Chris Stewart
El loro en el limonero
Era noche cerrada y ya llevaba seis largas horas conduciendo por una carretera helada que, semejante a un túnel, atravesaba los bosques nevados del norte de Suecia. Encorvado sobre el volante y con el cuerpo entumecido, escudriñaba la monotonía de los pinos y de la nieve a través del lúgubre haz de los faros. Uno de ellos ya se había apagado y pasado a mejor vida tras luchar en vano contra el azote del hielo y una temperatura de veinticinco grados bajo cero, y más allá del pálido haz de luz de su compañero y del mortecino resplandor verde del salpicadero se extendía una negrura ilimitada. Hacía ya más de una hora que no me había adelantado ningún coche, y ni siquiera se veía el brillo de una farola entre los árboles.

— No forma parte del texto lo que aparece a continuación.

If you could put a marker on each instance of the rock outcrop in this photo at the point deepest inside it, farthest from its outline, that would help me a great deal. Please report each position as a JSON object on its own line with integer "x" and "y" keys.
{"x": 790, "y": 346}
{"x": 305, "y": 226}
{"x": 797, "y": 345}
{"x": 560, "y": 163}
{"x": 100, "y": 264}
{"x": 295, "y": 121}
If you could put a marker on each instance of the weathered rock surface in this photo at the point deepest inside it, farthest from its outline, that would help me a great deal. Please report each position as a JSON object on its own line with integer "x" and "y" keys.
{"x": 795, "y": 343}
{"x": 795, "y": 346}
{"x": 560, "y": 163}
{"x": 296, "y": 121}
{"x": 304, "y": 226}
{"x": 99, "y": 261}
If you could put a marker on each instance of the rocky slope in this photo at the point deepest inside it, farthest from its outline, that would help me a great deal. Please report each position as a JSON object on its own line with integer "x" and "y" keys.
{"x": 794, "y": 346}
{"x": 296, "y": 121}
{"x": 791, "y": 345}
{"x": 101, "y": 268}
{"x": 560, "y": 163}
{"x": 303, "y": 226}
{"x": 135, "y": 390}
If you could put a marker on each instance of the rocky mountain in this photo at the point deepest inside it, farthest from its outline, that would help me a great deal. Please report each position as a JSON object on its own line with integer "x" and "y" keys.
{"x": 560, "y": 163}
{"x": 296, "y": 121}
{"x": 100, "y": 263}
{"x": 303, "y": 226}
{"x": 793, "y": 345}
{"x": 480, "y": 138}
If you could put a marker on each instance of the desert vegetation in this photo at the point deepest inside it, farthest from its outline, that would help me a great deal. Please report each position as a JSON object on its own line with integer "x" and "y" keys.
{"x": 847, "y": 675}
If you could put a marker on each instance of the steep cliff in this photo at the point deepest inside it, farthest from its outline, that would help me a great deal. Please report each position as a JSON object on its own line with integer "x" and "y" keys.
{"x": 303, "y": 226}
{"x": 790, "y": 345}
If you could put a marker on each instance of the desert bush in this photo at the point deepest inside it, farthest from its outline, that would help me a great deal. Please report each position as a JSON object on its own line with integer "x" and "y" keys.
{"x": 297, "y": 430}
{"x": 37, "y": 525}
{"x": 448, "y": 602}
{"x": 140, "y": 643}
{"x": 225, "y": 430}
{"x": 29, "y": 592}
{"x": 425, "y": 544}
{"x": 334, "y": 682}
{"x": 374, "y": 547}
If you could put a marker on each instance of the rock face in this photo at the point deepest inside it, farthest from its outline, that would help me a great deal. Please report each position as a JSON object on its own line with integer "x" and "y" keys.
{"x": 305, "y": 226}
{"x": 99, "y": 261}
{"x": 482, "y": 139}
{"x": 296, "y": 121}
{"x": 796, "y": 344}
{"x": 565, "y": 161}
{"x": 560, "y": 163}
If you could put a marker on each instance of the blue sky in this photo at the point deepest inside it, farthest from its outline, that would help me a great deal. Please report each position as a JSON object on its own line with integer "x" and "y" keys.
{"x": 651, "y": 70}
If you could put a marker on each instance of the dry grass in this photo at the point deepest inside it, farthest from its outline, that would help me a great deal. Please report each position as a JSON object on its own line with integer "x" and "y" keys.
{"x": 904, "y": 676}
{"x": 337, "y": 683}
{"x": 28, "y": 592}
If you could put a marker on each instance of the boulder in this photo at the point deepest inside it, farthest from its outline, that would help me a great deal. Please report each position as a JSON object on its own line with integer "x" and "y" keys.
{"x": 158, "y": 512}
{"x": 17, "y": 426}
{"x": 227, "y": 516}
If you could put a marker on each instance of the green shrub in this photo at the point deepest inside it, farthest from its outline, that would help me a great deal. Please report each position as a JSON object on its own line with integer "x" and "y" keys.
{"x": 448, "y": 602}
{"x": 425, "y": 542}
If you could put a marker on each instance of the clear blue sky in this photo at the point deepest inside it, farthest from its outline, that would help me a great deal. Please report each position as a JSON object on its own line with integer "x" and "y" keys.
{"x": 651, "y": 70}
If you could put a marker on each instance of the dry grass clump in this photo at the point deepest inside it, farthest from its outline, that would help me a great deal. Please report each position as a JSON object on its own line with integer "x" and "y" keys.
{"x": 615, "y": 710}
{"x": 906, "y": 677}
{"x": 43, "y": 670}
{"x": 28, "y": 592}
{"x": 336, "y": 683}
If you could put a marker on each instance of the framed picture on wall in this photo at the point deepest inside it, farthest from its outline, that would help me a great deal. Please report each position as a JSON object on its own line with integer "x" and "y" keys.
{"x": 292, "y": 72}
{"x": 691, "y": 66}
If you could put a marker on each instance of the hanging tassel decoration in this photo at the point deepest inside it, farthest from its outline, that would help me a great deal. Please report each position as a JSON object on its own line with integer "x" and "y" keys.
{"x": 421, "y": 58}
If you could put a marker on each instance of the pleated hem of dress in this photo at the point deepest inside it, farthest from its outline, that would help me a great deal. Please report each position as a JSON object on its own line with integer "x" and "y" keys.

Los campesinos suecos tienen la curiosa costumbre de dejar una luz encendida en la ventana toda la noche para animar al viajero que por allí pasa, pero durante muchos kilómetros lo único con que me había encontrado había sido la negrura profunda de un cielo tachonado de estrellas y un frío fulminante. Envuelto en la cálida y cargada atmósfera del interior de mi Volvo de alquiler tenía la sensación de encontrarme más alejado de mis semejantes de lo que jamás hubiera creído posible.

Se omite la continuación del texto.